Think about this story for a moment. The first lesson is that Friedman was willing to work hard,
take responsibility for himself, and put himself through school. But the second, perhaps more
important lesson is that he happened to come along at a time in America when if you were willing to
work hard, you could take responsibility for yourself and put yourself through school. Friedman was,
at the time, what we would today call “economically disadvantaged.” He was an inner-city kid from
the Bronx, neither of whose parents went to college. But look at how easy it was for him to get a good
education. He graduated from his public high school in New York at a time when New York City
public schools were the envy of the world. His first option, City College, was free, and his second
option, the University of Michigan, cost just $450—and the admissions process was casual enough,
apparently, that he could try one school one day and the other the next.
And how did he get there? He hitchhiked, with the money that he made in the summer in his
pocket, and when he arrived, he immediately got a series of really good jobs to help pay his way,
because the factories were “looking for people.” And of course they were: they had to feed the needs
of the big generation just ahead of those born in the demographic trough of the 1930s, and the big
generation of baby boomers coming up behind them. The sense of possibility so necessary for success
comes not just from inside us or from our parents. It comes from our time: from the particular
opportunities that our particular place in history presents us with. For a young would-be lawyer,
being born in the early 1930s was a magic time, just as being born in 1955 was for a software
programmer, or being born in 1835 was for an entrepreneur.

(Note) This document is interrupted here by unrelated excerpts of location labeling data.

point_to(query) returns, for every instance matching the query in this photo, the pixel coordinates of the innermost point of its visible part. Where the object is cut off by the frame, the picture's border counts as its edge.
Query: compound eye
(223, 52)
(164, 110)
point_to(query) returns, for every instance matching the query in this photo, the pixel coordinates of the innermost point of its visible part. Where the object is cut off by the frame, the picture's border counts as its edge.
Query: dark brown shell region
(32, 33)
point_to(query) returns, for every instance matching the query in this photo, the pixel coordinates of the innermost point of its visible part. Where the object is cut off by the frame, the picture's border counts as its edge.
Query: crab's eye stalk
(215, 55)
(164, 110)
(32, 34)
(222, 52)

Today, Mort Janklow has an office high above Park Avenue filled with gorgeous works of modern
art—a Dubuffet, an Anselm Kiefer. He tells hilarious stories. (“My mother had two sisters. One lived
to be ninety-nine and the other died at ninety. The ninety-nine-year-old was a smart woman. She
married my Uncle Al, who was the chief of sales for Maidenform. Once I said to him, ‘What’s the rest
of the country like, Uncle Al?’ And he said, ‘Kiddo. When you leave New York, every place is
Bridgeport.’ ”) He gives the sense that the world is his for the taking. “I’ve always been a big risk
taker,” he says. “When I built the cable company, in the early stages, I was making deals where I
would have been bankrupt if I hadn’t pulled it off. I had confidence that I could make it work.”
Mort Janklow went to New York City public schools when they were at their best. Maurice
Janklow went to New York City public schools when they were at their most overcrowded. Mort
Janklow went to Columbia University Law School, because demographic trough babies have their
pick of selective schools. Maurice Janklow went to Brooklyn Law School, which was as good as an
immigrant child could do in 1919. Mort Janklow sold his cable business for tens of millions of
dollars. Maurice Janklow closed titles for twenty-five dollars. The story of the Janklows tells us that
the meteoric rise of Joe Flom could not have happened at just any time. Even the most gifted of
lawyers, equipped with the best of family lessons, cannot escape the limitations of their generation.
“My mother was coherent until the last five or six months of her life,” Mort Janklow said. “And in
her delirium she talked about things that she’d never talked about before. She shed tears over her
friends dying in the 1918 flu epidemic. That generation—my parents’ generation—lived through a lot.
They lived through that epidemic, which took, what? ten percent of the world’s population. Panic in
the streets. Friends dying. And then the First World War, then the Depression, then the Second World
War. They didn’t have much of a chance. That was a very tough period. My father would have been
much more successful in a different kind of world.”